Portugal decriminalised drugs resulting in teen use doubling in a decade
Daily Mail 31 October 2014
Family First Comment: Drug proponents like the Drug Foundation promote Portugal as the model for decriminalisation of dope. Here’s what they DON’T tell you!
The nation held up by the Liberal Democrats yesterday as a shining example of how to win the war on drugs is far from the unqualified success story they make out.
For the number of children using drugs in Portugal has more than doubled since the country’s laws were liberalised, the latest figures show. A decade after the law was relaxed, nearly a fifth of 15 and 16-year-olds use drugs – well over twice the number in the years before decriminalisation.

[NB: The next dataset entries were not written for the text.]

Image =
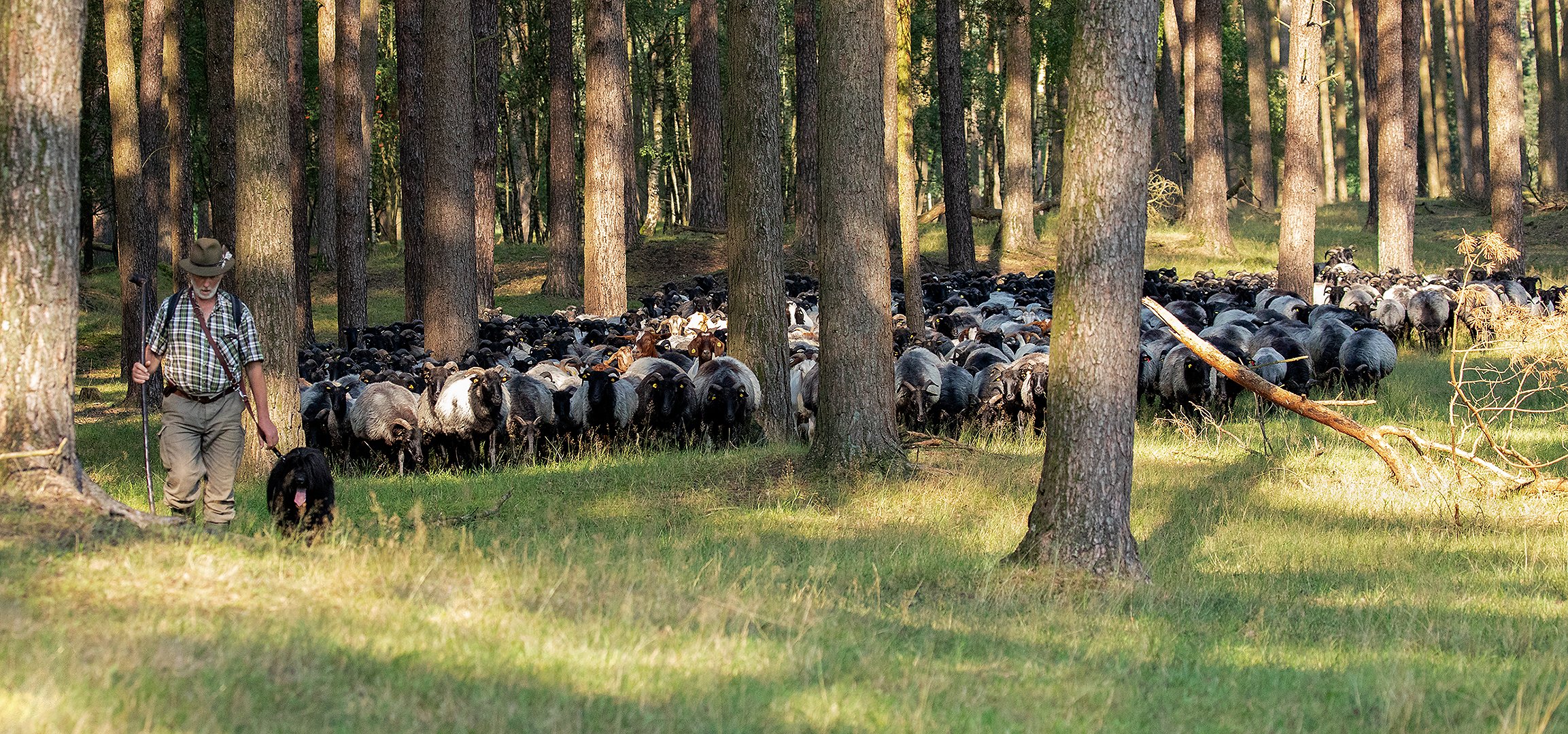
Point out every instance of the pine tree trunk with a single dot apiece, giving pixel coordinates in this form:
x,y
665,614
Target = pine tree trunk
x,y
1473,57
708,151
450,303
299,151
955,152
604,156
408,14
1299,194
1396,196
1206,201
855,425
134,228
1548,77
1346,67
755,243
1437,43
326,134
565,231
1083,507
264,251
1505,126
487,92
154,121
1018,187
177,211
908,177
352,169
1258,104
805,129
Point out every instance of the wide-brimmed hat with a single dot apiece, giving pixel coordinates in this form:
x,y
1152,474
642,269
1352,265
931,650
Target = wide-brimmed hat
x,y
207,259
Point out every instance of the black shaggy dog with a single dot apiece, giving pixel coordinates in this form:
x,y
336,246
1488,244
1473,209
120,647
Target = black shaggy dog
x,y
300,491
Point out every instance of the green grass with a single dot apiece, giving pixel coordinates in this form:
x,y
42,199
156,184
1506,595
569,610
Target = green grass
x,y
1294,589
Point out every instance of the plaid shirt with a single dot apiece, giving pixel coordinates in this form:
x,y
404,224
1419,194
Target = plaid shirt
x,y
188,361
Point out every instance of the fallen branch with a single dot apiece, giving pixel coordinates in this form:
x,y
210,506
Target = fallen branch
x,y
463,519
1284,399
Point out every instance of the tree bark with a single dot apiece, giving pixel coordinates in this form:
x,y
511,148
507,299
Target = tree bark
x,y
565,264
755,242
1505,126
1548,77
177,211
450,303
1083,507
1018,187
708,151
1206,200
806,128
352,169
39,104
955,152
1437,43
264,251
855,425
908,206
154,121
487,92
1395,181
1261,135
408,14
134,228
326,135
1302,162
604,157
299,198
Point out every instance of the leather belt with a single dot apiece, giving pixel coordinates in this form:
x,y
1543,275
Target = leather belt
x,y
171,389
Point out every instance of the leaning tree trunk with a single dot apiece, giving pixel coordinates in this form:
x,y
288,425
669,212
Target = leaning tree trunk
x,y
1504,128
755,243
326,132
1083,508
1206,200
1395,181
134,228
352,171
177,211
1299,195
487,123
955,151
604,157
806,128
264,250
908,205
450,302
1259,132
855,425
708,151
220,118
299,151
565,225
39,103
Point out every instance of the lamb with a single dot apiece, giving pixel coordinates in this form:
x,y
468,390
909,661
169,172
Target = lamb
x,y
1366,358
725,394
386,416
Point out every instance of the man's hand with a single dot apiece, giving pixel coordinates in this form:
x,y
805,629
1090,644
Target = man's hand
x,y
269,430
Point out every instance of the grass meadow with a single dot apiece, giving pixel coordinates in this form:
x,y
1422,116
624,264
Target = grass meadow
x,y
1293,585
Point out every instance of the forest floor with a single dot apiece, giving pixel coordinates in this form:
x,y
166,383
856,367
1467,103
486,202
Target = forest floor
x,y
1293,587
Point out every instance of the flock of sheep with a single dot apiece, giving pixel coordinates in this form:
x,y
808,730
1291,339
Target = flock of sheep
x,y
984,357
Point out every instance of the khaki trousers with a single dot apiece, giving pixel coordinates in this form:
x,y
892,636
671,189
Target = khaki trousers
x,y
201,442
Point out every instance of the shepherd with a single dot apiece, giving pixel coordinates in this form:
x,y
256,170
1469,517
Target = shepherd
x,y
197,338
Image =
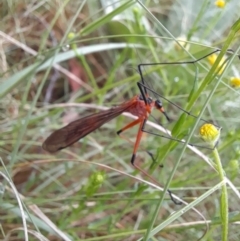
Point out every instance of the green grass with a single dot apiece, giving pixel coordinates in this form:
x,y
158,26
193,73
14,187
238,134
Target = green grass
x,y
90,191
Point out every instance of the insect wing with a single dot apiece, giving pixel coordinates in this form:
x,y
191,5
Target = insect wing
x,y
76,130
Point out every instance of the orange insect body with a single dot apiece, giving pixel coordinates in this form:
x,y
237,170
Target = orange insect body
x,y
76,130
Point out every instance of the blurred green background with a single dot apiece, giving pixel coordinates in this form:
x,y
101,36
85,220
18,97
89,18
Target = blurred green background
x,y
63,60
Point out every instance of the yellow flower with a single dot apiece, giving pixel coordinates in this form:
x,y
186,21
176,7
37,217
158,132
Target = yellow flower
x,y
212,58
235,82
220,3
210,133
182,40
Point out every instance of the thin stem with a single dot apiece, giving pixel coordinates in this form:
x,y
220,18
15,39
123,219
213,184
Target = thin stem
x,y
224,196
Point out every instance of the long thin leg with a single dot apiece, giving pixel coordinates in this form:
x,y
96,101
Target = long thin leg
x,y
136,145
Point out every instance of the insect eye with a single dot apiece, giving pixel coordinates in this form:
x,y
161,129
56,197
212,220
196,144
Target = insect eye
x,y
140,97
158,104
149,100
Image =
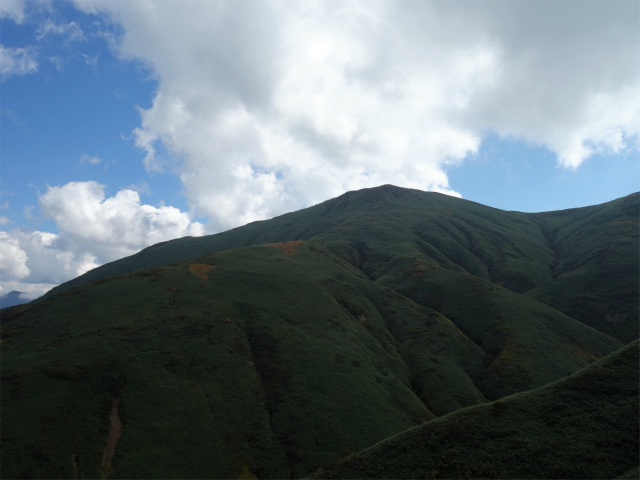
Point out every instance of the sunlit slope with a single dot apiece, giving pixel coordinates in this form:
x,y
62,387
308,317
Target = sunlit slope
x,y
272,360
595,268
584,426
583,262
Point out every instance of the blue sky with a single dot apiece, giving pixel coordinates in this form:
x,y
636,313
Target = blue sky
x,y
128,123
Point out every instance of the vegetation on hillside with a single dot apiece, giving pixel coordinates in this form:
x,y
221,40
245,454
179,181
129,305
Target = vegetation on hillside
x,y
583,426
276,348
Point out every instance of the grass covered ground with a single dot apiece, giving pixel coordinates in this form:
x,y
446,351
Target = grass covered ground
x,y
278,347
583,426
280,360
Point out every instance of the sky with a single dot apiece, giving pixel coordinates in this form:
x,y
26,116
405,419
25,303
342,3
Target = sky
x,y
127,123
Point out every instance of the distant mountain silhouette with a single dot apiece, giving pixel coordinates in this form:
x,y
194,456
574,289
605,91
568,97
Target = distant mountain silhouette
x,y
273,349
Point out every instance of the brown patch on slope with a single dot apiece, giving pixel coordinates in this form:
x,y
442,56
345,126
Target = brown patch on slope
x,y
115,431
199,269
286,247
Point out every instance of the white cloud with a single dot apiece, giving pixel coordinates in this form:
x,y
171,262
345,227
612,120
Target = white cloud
x,y
17,61
89,159
276,105
110,228
71,31
13,260
94,230
13,9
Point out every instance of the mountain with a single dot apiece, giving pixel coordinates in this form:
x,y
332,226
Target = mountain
x,y
583,426
276,348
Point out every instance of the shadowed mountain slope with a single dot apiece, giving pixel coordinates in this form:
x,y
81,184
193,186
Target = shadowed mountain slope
x,y
583,261
583,426
274,359
224,356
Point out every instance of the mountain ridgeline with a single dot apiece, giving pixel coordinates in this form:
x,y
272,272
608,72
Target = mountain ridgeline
x,y
274,349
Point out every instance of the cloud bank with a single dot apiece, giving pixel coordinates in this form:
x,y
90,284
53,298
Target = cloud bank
x,y
95,229
274,105
264,107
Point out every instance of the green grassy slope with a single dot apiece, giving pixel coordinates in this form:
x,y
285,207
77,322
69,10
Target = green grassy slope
x,y
402,306
595,270
583,262
584,426
281,360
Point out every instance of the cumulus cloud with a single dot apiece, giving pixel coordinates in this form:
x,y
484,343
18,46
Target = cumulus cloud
x,y
113,227
13,9
276,105
89,159
70,31
17,61
13,260
94,229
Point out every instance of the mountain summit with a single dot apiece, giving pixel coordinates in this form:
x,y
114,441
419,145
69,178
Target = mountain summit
x,y
273,349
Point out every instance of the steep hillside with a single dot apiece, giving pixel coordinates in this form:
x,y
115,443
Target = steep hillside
x,y
595,266
584,426
583,262
276,359
278,347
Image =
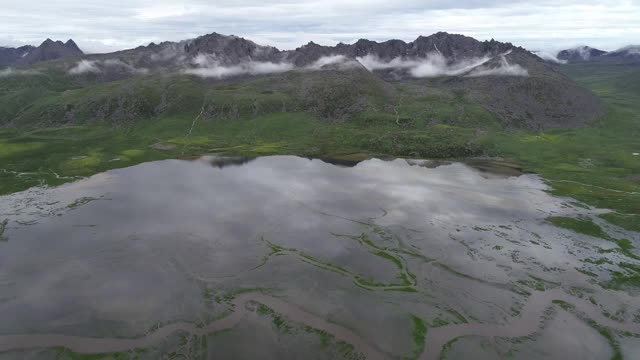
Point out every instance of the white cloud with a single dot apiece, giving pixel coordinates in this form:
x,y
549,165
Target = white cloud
x,y
435,65
545,55
333,61
209,67
98,66
103,25
84,66
13,72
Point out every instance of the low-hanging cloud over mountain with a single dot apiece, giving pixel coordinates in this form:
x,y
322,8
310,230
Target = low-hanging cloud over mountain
x,y
435,65
547,56
99,66
209,67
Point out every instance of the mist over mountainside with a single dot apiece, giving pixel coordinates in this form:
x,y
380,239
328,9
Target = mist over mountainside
x,y
29,55
626,55
515,85
11,56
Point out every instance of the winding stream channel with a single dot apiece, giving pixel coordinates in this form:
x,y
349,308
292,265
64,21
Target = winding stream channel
x,y
526,324
363,254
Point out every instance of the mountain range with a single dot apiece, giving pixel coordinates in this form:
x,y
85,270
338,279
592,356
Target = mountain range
x,y
513,84
628,54
29,55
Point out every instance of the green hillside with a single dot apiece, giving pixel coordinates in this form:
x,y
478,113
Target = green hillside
x,y
56,128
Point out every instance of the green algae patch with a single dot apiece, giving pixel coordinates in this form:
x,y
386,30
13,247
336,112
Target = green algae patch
x,y
133,153
629,222
580,225
419,334
15,148
3,228
85,164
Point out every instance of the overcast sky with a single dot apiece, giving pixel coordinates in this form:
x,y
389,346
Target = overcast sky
x,y
101,25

The controversial Home Office report commissioned by the Liberal Democrats states: ‘It is clear that there has not been a lasting and significant increase in drug use in Portugal since 2001.’ But the evidence suggests otherwise.
The most recent independent report on what is happening in Portugal shows that in 1995 eight per cent of Portuguese teenagers had tried drugs.
In 1999, when laws began to be relaxed, it was 12 per cent.
But after decriminalisation in 2001, it rose to 18 per cent in 2003 and 19 per cent in 2011. The picture for cannabis use is similar. In 1995, only 7 per cent of Portuguese teens had tried the drug but by 2011 the figure was 16 per cent.